Output is shown in real-time video stream.
If face is not detected then show normal video stream.
Step 4: q is pressed to end video stream
The metric for the model is explained below, Accuracy =Tp + Tn / Tp+ Fp+ Fn + Tn
f1 score = 2* Recall * Precision / Recall + Precision
Where, Fp = False positive, Fn = False negative,
Tp = True positive, Tn = True negative.
The formulae mentioned above ,Tp value refered to images that are labeled as true and the prediction of model gives true results. Similarly, for true negative we get prediction for images as false result. Fp denotes images with false labeled and results predicted for the model is false . So, it is false positive. Fn denotes images with false labeled and result predicted by the model is true. So, it is false negative. As, classes are balanced we got good accuracy. Precision gave positive value. By the classifier we get positive results
for Recall and for test accuracy was taken from F1-score. The metrics evaluation were taken for their ability to obtain the best results.
Pre-processing of the data is done before training the data. Firstly, a sorting function is applied in order to convert the alphabetical data to binary form i.e., 0 or 1. Pre-processing function is described, it takes the folder in dataset as input, it loads all the data present in folder and images are resized to 224x224 for the model. After sorting, images are turned into Tensors. Then, all the lists is transferred into NumPy arrays for calculating fast.
pre-processing function accuracy is increased of the model. So, by using data augmentation process we increase the accuracy of the model.
The test results from video are given below,We have taken 4 sets of tests by using MobileNetV2. The rectangular green box indicates that the person is wearing a mask with accuracy on top of the box.These are the two test images from video stream.
Figure.6 RESULTS OF WITH MASK
Figure.7 RESULT OF ONE WITH MASK AND OTHER WITHOUT MASK.

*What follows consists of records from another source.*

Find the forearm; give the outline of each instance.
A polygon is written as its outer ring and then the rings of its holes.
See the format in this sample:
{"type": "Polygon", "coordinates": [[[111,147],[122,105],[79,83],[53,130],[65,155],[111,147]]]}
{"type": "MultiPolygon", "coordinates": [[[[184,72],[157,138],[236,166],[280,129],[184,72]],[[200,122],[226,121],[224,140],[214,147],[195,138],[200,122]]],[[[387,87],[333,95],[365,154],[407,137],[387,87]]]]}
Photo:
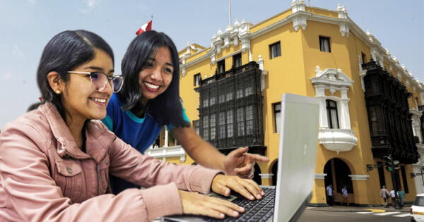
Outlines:
{"type": "Polygon", "coordinates": [[[172,135],[197,164],[207,168],[225,170],[225,156],[204,140],[192,128],[177,128],[172,135]]]}

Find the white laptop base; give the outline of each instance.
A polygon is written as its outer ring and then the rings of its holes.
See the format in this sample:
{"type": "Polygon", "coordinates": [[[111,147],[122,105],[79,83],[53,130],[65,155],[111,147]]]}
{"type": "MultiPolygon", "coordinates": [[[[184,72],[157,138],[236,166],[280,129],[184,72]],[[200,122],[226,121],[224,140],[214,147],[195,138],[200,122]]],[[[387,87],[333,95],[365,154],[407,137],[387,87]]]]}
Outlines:
{"type": "MultiPolygon", "coordinates": [[[[281,97],[277,185],[273,216],[268,221],[296,221],[310,200],[317,159],[319,114],[319,101],[317,98],[293,94],[281,97]]],[[[179,215],[165,216],[161,221],[205,219],[193,215],[179,215]]]]}

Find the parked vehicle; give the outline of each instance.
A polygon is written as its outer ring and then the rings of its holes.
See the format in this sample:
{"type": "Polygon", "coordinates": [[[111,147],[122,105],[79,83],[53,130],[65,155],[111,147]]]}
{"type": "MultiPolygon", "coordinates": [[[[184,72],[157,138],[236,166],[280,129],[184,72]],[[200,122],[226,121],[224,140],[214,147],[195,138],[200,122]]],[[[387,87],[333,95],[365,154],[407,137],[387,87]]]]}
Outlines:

Similarly, red rectangular box indicates that the person is not wearing a mask or wearing incorrectly. The model predicts using the pattern from training of dataset and labels of the data.
Figure.8 RESULTS OF BOTH WIHTOUT MASK.
Figure 9 RESULTS OF WITHOUT MASK.
The model is trained on 20 epochs ,with learning rate 1e-4 i.e., 0.301 and the dataset is divided 20% for testing purpose and 80% for training the model. The developed model is trained for 20 epochs since further training results cause over fitting on the training data. Overfitting is caused by making the model to learn unwanted patterns from the training sample. The model shows accuracy of 0.97 as shown in the below graph. This mean that the model has decent accuracy. The validation loss value is approximately at 0.4 and training loss is approximately 0.5 as shown in the graph.

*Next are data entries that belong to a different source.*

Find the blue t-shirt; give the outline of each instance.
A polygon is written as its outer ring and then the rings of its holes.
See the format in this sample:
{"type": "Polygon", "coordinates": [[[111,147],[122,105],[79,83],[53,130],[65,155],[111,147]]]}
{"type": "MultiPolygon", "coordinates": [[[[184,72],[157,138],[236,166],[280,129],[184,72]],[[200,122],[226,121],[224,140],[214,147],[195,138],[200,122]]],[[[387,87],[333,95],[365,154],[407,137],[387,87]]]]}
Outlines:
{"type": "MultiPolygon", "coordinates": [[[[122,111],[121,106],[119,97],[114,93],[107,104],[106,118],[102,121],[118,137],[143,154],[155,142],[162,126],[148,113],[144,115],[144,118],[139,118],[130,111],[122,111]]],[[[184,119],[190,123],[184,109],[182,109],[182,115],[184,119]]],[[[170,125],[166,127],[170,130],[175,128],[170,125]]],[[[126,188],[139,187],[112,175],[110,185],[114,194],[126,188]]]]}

Figure.10 LOSS AND ACCURACY GRAPH FOR TRAINING
The developed model is trained with 10 epochs, with learning rate of 1e-4 i.e., 0.0001 which gives an accuracy of 0.96, validation loss is approximately less than 0.2 and training loss is less than 0.4 .
Figure.11 LOSS AND ACUURACY GRAPH FOR TRAINING
The proposed model face mask detection for training and creating image dataset, which is divided to two categories namely with mask and without mask is done successfully. Using OpenCv deep neural networks the model gets good results and by using MobileNetV2 which is an image classifier for the classification of images is processed accurately.

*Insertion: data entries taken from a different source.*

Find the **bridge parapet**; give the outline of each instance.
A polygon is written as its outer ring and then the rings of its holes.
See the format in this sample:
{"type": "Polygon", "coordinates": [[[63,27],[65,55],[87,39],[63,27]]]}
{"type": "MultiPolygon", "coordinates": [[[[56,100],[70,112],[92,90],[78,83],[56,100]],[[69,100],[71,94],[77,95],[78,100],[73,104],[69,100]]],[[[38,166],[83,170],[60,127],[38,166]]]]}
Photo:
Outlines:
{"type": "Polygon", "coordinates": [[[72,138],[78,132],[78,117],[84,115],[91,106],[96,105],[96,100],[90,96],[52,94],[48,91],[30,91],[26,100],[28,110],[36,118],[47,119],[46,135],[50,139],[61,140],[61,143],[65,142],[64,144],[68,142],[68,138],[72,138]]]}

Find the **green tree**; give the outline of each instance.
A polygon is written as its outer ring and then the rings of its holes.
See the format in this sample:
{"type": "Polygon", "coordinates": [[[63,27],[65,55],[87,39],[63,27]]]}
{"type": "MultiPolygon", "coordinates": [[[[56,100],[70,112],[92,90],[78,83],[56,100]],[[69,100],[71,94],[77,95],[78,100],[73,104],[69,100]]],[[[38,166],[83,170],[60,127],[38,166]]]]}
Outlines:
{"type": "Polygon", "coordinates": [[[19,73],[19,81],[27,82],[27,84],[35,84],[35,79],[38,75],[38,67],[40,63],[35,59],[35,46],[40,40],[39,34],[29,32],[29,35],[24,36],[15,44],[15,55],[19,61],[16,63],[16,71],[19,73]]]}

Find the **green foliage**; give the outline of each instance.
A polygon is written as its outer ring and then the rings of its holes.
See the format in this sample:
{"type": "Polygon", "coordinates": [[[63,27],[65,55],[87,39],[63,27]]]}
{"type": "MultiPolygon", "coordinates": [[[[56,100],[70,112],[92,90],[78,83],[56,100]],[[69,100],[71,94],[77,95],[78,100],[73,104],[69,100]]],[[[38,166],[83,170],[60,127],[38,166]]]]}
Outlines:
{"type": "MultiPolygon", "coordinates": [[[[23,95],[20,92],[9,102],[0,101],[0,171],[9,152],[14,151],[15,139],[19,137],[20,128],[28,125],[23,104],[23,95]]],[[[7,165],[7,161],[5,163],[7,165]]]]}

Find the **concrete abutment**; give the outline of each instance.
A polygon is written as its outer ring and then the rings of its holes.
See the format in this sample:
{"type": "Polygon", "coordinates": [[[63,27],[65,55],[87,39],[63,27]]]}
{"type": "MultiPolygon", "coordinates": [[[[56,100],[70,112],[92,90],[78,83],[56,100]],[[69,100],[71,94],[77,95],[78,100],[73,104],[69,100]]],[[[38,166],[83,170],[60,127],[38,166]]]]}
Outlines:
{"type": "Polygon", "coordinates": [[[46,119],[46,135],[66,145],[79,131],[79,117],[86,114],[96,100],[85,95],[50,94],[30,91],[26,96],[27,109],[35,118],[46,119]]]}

Many existing models are facing problems with the results in terms of accuracy with the dataset they have.
Those problems are successfully removed in this model as the data is collected from different sources and images in the dataset are manually cleaned for the better and accurate results. In real time applications it is a challenging issue for the future. This model might be helpful for other researchers for to gain advancement in the model. The organizations should apply this model in real time so that, we can eliminate the involvement of human in checking masks and by taking action on people who got detected, such that it reduces the risk of infectious spread of COVID-19 by taking action on people who got detected.